Rokop describes the MTE program as an experience in which students continuously engage with Chicago’s vibrant tech community and start digging into their capstone project from day one. Options for the capstone are to build a business or startup, commercialize a technology, or take on a corporate innovation project as an intrapreneur within a company.
“I want students to be working on the capstone as their main activity and apply what they learn in the courses to the project,” he says. “Whatever you’re doing with the project, you’ll be interacting with the community, your customers, supporters, and funders.”
As a self-described serial entrepreneur, Rokop has lived what he teaches. Trained as an engineer, he worked in his family’s firm in the steel industry before branching off to start his own businesses, including a manufacturing shop and the world’s first cybercafe within a major airport. He has also led divisions of large companies, headed up international joint ventures, run a consulting business and other ventures, and brought researchers and business people together as director of the nonprofit Chicago Micro and Nanotech Community. During more than a decade at Illinois Tech he has mentored hundreds of students and entrepreneurs in their startup endeavors.
A key campus partner for the program is the Ed Kaplan Family Institute for Innovation and Tech Entrepreneurship, which provides activities and facilities such as workshops, media labs, and maker spaces that are central to the university’s focus on project-based initiatives generated by students.
“Illinois Tech is in the middle of Chicago, in close proximity to a number of accelerators and incubators in different industry sectors,” says Kaplan Institute Executive Director Maryam Saleh. “Through their membership at the Kaplan Institute, MTE students will have the opportunity to grow their business ideas not only through the Kaplan Institute’s mentors but also through connections to the city’s entrepreneurial ecosystem.”
Prime examples of those off-campus connections are organizations such as 1871 and mHUB, where students can access co-working spaces, business incubators and accelerators, training and seminars, and valuable networking opportunities. “That’s where you find like-minded people,” says Rokop. “People you can work with, work for, or partner with, as well as funders and companies that are supporting entrepreneurs.”

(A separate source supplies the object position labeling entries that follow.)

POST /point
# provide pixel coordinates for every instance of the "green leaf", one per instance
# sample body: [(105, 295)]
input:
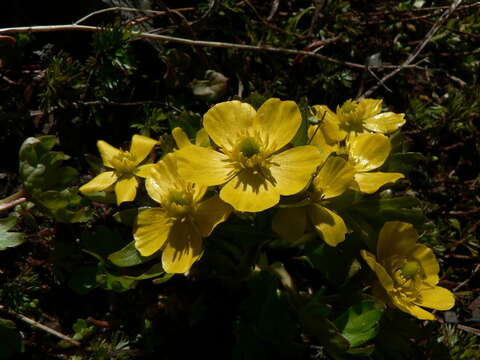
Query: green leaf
[(9, 239), (128, 256), (360, 322), (11, 342)]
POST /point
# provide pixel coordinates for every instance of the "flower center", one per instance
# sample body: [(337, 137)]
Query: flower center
[(410, 269), (249, 147), (124, 162)]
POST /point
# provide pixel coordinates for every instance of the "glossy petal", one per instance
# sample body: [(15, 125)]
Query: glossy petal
[(427, 260), (210, 213), (108, 152), (385, 123), (368, 151), (378, 269), (334, 177), (99, 182), (141, 147), (153, 228), (329, 225), (290, 223), (396, 238), (292, 169), (182, 249), (436, 298), (201, 138), (204, 165), (369, 183), (277, 122), (180, 137), (126, 189), (226, 121), (250, 192)]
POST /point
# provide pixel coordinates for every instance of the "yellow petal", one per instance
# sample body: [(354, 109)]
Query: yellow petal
[(249, 192), (202, 139), (141, 147), (412, 309), (225, 122), (428, 262), (143, 171), (378, 269), (210, 213), (108, 153), (334, 177), (99, 182), (181, 139), (368, 151), (277, 123), (396, 238), (204, 165), (292, 169), (182, 249), (329, 225), (126, 189), (153, 227), (370, 107), (436, 298), (385, 123), (369, 183), (290, 223)]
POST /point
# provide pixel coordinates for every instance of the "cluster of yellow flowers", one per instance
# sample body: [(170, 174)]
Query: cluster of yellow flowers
[(248, 154)]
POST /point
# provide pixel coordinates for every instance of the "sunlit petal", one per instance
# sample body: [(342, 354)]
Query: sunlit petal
[(385, 122), (204, 165), (329, 225), (210, 213), (126, 189), (250, 192), (277, 122), (225, 122), (369, 183), (108, 153), (436, 298), (292, 169), (183, 248), (153, 227), (368, 151), (141, 147), (290, 223), (99, 182), (334, 177)]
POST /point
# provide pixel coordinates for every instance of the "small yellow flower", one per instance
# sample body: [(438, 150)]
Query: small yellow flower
[(408, 272), (182, 221), (358, 117), (367, 152), (332, 180), (249, 163), (125, 167)]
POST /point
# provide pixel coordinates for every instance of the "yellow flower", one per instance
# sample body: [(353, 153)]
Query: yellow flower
[(358, 117), (182, 221), (332, 180), (125, 167), (367, 152), (408, 272), (248, 162)]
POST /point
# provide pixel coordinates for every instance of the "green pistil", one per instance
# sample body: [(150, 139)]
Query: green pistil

MTE is one of only a handful of similar master’s programs in the United States, according to Rokop, and is distinctive even within that small group because the curriculum includes courses from Illinois Tech’s Institute of Design. “Our students will learn about design thinking, design methodology, and making an impact through the use of technology,” he says. “These design skills and tools are really useful for entrepreneurs and ID is a world-class institution.”
Building your network and leveraging resources that are available around you are essential for successful entrepreneurship, Rokop advises. “I tell students that most of the time while you’re in school, people try to support you,” he says. “When you leave school, they’re all competing with you. So take advantage of the supportive community while you can.”